Le mot de la commissaire du festival

Mme Hamida Agsous, commissaire du Festival de la création féminine
La 6e édition du Festival national de la création féminine a décidé de célébrer le patrimoine immatériel de Constantine, bien sûr pour apporter sa contribution, si modeste soit-elle, à l’évènement «Constantine, capitale de la culture arabe 2015» mais aussi pour honorer la part importante, mais pas toujours soulignée, de la création féminine dans ce patrimoine.

Jugez-en : qu’il s’agisse de couture, de broderie, de bijoux, de cuisine, de pâtisserie, de distillerie, de dinanderie (eh oui !) ou encore d’arts plastiques, de littérature, de musique… les Constantinoises ont montré depuis des siècles que la confection de la gandoura, l’art de la fetla, la fabrication du s’khab (collier d’ambre noir ancestral), l’art de la djouzia (nougat), des confitures et de la distillation de roses et de fleurs d’oranger (qui sont pour beaucoup dans l’identité culturelle de la ville de Constantine) n’ont aucun secret pour elles.

Plus encore, elles en sont les dépositaires et transmettent à leurs filles les gestes ancestraux liés à ces pratiques et à ces savoir-faire. Elles ont, par ailleurs, investi des domaines artistiques dont on les a longtemps tenues éloignées : la dinanderie par exemple, traditionnellement réputée «métier d’homme», a séduit des jeunes femmes que le Festival a pu découvrir et dont vous pourrez admirer la dextérité à travers les ateliers d’initiation et les démonstrations que nous proposons.

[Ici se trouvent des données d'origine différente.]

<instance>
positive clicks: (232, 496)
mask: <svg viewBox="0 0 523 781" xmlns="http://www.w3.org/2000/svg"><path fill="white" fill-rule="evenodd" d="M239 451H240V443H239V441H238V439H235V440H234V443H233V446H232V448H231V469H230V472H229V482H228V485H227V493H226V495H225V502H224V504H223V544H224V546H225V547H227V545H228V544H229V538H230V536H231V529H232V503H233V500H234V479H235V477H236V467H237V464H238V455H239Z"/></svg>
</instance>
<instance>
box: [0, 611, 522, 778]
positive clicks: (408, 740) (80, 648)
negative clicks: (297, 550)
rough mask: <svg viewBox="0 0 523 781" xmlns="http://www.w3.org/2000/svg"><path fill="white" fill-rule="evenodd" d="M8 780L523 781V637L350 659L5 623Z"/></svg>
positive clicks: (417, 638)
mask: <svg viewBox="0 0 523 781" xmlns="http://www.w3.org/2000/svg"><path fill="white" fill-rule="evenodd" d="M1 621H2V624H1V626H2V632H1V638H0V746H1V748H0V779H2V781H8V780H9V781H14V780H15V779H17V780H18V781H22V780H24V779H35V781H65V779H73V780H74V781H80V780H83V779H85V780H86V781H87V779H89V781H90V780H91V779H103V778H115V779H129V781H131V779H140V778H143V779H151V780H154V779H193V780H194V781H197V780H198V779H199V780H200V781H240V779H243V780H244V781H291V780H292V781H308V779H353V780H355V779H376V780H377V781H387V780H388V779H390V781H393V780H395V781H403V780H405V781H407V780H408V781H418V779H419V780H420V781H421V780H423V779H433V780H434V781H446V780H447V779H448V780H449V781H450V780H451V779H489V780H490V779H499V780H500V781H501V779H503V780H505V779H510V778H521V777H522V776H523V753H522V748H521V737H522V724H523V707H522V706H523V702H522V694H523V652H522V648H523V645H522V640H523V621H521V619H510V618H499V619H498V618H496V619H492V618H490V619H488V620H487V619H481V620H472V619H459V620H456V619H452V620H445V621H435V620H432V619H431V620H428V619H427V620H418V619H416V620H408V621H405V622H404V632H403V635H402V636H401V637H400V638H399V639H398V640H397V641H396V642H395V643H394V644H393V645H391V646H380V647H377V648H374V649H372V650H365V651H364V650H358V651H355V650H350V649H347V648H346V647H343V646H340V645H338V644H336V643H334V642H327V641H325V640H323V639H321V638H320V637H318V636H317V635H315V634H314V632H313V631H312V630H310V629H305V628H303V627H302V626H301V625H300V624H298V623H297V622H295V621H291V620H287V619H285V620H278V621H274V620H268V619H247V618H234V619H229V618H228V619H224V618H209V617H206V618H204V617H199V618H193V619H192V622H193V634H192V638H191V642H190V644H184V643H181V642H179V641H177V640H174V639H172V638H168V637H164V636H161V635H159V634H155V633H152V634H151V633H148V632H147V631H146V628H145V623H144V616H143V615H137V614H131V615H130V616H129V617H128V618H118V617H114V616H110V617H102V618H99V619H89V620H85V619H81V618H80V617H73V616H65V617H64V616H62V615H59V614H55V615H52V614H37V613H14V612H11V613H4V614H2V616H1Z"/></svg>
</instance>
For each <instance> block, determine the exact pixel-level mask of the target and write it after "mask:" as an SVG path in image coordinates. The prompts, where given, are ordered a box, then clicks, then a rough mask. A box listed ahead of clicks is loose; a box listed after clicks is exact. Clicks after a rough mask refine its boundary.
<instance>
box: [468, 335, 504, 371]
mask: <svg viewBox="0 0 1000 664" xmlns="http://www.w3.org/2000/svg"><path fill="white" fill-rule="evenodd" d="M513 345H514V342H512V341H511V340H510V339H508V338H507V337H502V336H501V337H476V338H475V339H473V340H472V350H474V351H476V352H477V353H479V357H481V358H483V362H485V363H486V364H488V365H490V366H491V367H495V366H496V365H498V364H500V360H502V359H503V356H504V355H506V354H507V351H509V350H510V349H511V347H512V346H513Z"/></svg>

Cette incursion féminine dans le patrimoine immatériel et les arts constantinois concerne également la peinture, la sculpture, la poésie, le roman, la musique malouf et bien d’autres domaines encore que nous ne pourrons, hélas, pas tous mettre à l’honneur dans le cadre des activités prévues pour cette édition.

Cependant, à travers les expositions, les conférences et tables rondes et les diverses animations que nous vous avons concoctées, ce sera une occasion de revisiter l’art culinaire, la fabrication du bijou, le travail du cuivre, celui de la broderie, de goûter aux saveurs de «qahwet el ‘acer», aux parfums de la rose et de la fleur d’oranger et de découvrir l’univers pictural des artistes peintres qui nous viennent de Cirta l’antique ou Qacentina, l’imprenable citadelle.

Ces créatrices de Constantine que le Festival reçoit et met à l’honneur vont côtoyer pendant toute une semaine d’autres faiseuses de patrimoine, d’autres passeuses de savoir-faire venues de toutes les régions du pays et porteuses, elles aussi, d’un héritage artistique transmis par leurs mères. Ces trente créatrices ont, elles aussi, appris les gestes, fabriqué l’œuvre selon les rites ancestraux puis laissé aller leur imagination et donné libre cours à leurs dons créatifs pour en faire un objet nouveau, un art nouveau.

Découvertes depuis cinq ans lors des précédentes éditions du Festival, ces créatrices venues de tous les coins du pays ont non seulement pu faire découvrir leurs œuvres et savoir-faire au public mais plus encore ; elles ont eu, grâce au Festival, l’occasion d’échanger leurs idées, leurs trouvailles, leurs techniques et souvent, au bout du compte, de créer ensemble des œuvres uniques, inédites, nées du croisement de la soie et du bijou, de la poterie et du corail ou encore de l’étoffe et de la matière végétale…. Car c’est cela aussi le Festival : un espace de rencontres et d’échanges pour que les femmes artistes se connaissent et se nourrissent mutuellement de leur créativité.

Ces créations, ces croisements conjugués à l’infini entre métaux, pierres, soies, cuir, laine et fil d’or dénotent, de la manière la plus fulgurante qui soit, le foisonnement des couleurs et des formes nées du génie créateur de ces femmes et démontre, si besoin est, combien ces rencontres et ces espaces sont d’une importance vitale pour la visibilité de l’art et de la création féminine dans notre pays. C’est donc à un florilège de talents, un arc-en-ciel de dons et de créations touchant à toutes les expressions artistiques, dont ces femmes sont une source intarissable, que nous vous invitons à venir découvrir.

Cependant, pour la première fois depuis l’institutionnalisation de ce Festival, une ville, Constantine, a été choisie pour mettre en lumière toutes les facettes du génie créateur et les dons artistiques des femmes qui ont grandi sur son rocher, qui ont respiré les senteurs de ses roses et de ses fleurs d’oranger et qui ont appris à les transformer en cet incomparable nectar qui parfume les plats et la pâtisserie constantinois et laisse s’exhaler les senteurs du musc et de l’ambre dans le ciel étoilé des nuits du Rhummel.